Queria confiar o suficiente para conseguir dormir assim, pensei, lamentando-me.

- Você é estranha. - comentou alguém.

Levantei o olhar e deparei com Peter me encarando. Agora, ele estava sentado e sua postura demostrava mais calma e serenidade. Avaliei aquilo como algo bom.
- Eu sei. - concordei, respirando devagar.
- Pessoas normais se ofenderiam com isso. - retrucou ele.
- Passei tanto tempo sendo observada como um experimento que não me impressiono mais ser julgada de tal modo.
- Desculpe. Foi rude da minha parte falar isso.
- Eu não esperava uma palavra doce da sua parte.
- O que quer dizer com isso?
- Que desde o momento que nos vimos, a única coisa que fez foi julgar, criticar, reclamar.
- Está incomodada com isso? Simples. Vá embora.
- Por que tem que ser assim? Só faz que eu acredite nas palavras dos doutores.

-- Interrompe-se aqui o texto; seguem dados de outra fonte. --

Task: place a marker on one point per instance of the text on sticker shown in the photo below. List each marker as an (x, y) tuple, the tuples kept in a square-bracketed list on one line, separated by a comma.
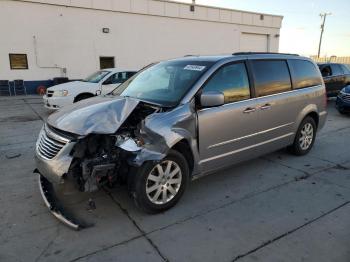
[(194, 67)]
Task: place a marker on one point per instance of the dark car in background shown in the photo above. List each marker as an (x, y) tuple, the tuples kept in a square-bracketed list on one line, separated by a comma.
[(335, 76), (343, 100)]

Vi seu rosto ficar sem expressão e decidi que por hoje, não queria mais conversar. Abracei meus joelhos e deixei minha respiração morna chocar contra o tecido da calça.
- O que eles diziam? - perguntou Peter, depois de alguns minutos.
- Diziam que os civis eram perigosos; que se descobrissem sobre nós, seriamos mal tratados, julgados e condenados como aberrações. Por isso estávamos ali. Só queriam nos proteger. - murmurei. - Agora, tudo parece tão confuso que um minuto eu acredito neles, outrora fico indignada por ter me negligenciado tal direito: nunca fui livre.
-Isso parece ruim. - confessou ele, olhando para os próprios tênis.
- Você se acostuma. - confirmei.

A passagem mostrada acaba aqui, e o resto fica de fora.